Le système marchand, lui, répond (et répond même pour nous) simplement à cette question : les besoins étant illimités (et en l’absence de tout frein et d’une habile incitation, ils semblent effectivement l’être), le système de production a pour vocation, dans un cadre marchand, de les satisfaire, autrement dit de satisfaire les besoins solvables… et c’est ce qu’il fait… allant même jusqu’à créer de nouveaux besoins pour… pouvoir les satisfaire. On se rend compte que, même si ce système à vocation à satisfaire tous les besoins, son caractère marchand fait que concrètement il ne les satisfait que pour un partie de la population, celle qui peut payer.

Or, à examiner de près le mécanisme des besoins, on constate que nombre d’entre eux sont effectivement des « besoins culturels », c’est dire des besoins dont on peut facilement se passer mais qui ont une grande importance sociale… pour « paraître », ou par habitude, routine, ou du fait de céder aux modes et incitations des fabricants… Tout le problème est de savoir, collectivement, socialement, pas seulement individuellement, prendre du recul par rapport à ces besoins… savoir s’en passer sans vivre cela comme un appauvrissement.

UN PROBLEME DE METHODE

Le danger et l’erreur seraient de poser le problème de la « décroissance », dans les mêmes termes, en les inversant que ceux qui président à la définition de la « croissance ». Raisonnement qui pourrait se résumer à : la croissance est à bannir, inversons la tendance en décroissant.

Il est évident que le discours sur la décroissance, même s’il est tout à fait juste et convainquant ne « peut pas passer »… voire fait peur.

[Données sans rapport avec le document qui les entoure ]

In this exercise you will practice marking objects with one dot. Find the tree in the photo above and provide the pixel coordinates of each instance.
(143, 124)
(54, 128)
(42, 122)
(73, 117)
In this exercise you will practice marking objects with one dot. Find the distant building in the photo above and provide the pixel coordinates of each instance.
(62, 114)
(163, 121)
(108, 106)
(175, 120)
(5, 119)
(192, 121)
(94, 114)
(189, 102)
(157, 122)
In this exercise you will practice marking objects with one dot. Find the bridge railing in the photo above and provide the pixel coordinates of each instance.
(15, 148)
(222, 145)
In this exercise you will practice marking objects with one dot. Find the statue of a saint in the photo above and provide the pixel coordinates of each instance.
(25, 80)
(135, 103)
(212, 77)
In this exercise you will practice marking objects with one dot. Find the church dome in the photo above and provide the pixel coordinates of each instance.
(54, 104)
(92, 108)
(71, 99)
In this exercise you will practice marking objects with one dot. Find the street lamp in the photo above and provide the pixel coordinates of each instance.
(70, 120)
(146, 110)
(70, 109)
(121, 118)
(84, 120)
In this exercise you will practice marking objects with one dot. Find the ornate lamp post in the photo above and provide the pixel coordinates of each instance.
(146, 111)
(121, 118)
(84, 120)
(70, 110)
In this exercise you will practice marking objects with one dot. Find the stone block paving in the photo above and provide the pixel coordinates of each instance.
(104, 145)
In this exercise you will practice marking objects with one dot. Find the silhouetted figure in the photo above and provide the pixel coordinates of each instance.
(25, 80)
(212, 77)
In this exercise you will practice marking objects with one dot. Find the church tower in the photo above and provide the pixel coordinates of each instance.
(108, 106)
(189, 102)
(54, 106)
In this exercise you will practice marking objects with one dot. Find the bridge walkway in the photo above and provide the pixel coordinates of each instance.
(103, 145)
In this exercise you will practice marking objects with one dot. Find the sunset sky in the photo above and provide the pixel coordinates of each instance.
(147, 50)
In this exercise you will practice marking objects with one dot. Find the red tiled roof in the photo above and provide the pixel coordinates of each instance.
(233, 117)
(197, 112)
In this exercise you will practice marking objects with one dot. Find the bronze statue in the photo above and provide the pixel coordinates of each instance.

Si chacun reconnaît individuellement sa justesse (et on en est encore loin), chacun à, dans son esprit, toutes les meilleures raisons du monde de « continuer comme avant »… autrement dit de ne rien changer. La meilleure manière de démontrer qu’une pratique est néfaste et absurde est de la remplacer par une autre positive et logique… mais cela ne se fait pas spontanément. Il est évident que si nous présentons en guise d’alternative un modèle social de fonctionnement du genre, en exagérant, « retour à la vie primitive », privations généralisées et autres joyeusetés de ce genre… nous ne convaincrons personnes… et heureusement.

Le véritable mécanisme de la prise de conscience en la matière n’est ni l’adhésion spontanée à un discours, ni la culpabilisation, encore moins la contrainte, mais la reconnaissance concrète du bien fondé d’une conception d’organisation sociale. Alors, mais alors seulement on peut enclencher un processus de transformation sociale permettant, par pallier de parvenir à un rythme de production compatible avec l’état de la planète et les besoins humains.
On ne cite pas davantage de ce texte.